After the wild success of the Nacho Cheese Doritos Locos taco, one might wonder why Taco Bell didn’t immediately create a Cool Ranch Doritos taco. Instead, the company took its time. Taco Bell launched the inevitable companion to its first snack-food-fueled hit only a few months ago, after an additional one-day delay in rollout. In new ads, Taco Bell even makes fun of itself for taking so long to come up with “the world’s most obvious idea.”
The delay is probably an interesting consequence of a somewhat unusual economic condition: bilateral monopoly. That condition occurs when there’s only one buyer and one seller. For instance, someone might be selling a rare family heirloom that holds value only to the sole surviving member of the family. Or, in the classic example, the owner of the sole coal mine in a “factory town” might be forced to bargain with a union of coal workers. There are many other examples.
The Doritos Locos taco presents a kind-of-sort-of bilateral monopoly. Taco Bell is really the only buyer that would find the Doritos mark and license to be quite so useful. Yet Doritos would not find another national retailer who would make as much use of the brand or show as much interest in it. In other words, they can’t live without one another. (An economist would dryly observe that this kind of situation can produce “noncooperation by the seller and the buyer [that] can result in market failure and the nonexistence of both parties.” Ouch.)
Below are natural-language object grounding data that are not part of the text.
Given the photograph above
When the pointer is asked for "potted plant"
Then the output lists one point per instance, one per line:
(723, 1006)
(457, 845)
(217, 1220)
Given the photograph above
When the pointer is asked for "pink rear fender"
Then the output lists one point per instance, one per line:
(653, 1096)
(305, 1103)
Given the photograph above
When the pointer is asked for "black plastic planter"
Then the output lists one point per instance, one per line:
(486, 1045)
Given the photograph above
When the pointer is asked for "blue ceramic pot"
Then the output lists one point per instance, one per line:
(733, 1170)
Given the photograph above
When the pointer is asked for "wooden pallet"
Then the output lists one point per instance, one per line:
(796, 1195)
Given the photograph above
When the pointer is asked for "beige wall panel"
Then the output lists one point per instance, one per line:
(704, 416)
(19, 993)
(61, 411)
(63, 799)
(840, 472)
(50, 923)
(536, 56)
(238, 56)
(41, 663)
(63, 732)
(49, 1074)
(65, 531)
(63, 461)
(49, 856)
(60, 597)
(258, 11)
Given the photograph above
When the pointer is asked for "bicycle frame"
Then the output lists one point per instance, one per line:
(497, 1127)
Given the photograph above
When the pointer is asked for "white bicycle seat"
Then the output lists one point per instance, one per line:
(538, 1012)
But in a bilateral monopoly, a broad range of potential prices can lead to negotiating delay. This is not a situation where supply simply meets demand; rather, the market can “clear” at any number of prices that fall between the monopoly price (that is, the price where the market has one seller) and the monopsony price (that is, the price where the market has one buyer). One might expect the parties just to split the difference and choose the middle of the price range, but that can get complicated where there are differences in bargaining strength. It could be that bargaining strength was a special problem here because (a) Taco Bell needed the sales from the tacos to drive its business, but (b) Doritos needed the licensing and/or royalty fees that could only be derived from a Taco Bell deal.
So the ultimate creation of the Cool Ranch taco is a testament to the power of the parties’ negotiators. And it looks like they came up with some neat solutions. For instance, both parties became buyer and seller, as Taco Bell turned around and let Doritos use Taco Bell’s mark for the new Doritos Locos Doritos chips. As The Huffington Post explains, these are “Doritos chips designed to taste like tacos designed to taste like Doritos.” Brilliant.
In any event, my hope is that the Doritos Locos tacos will end up in economics textbooks one day. They’re certainly a tastier case study than coal mining.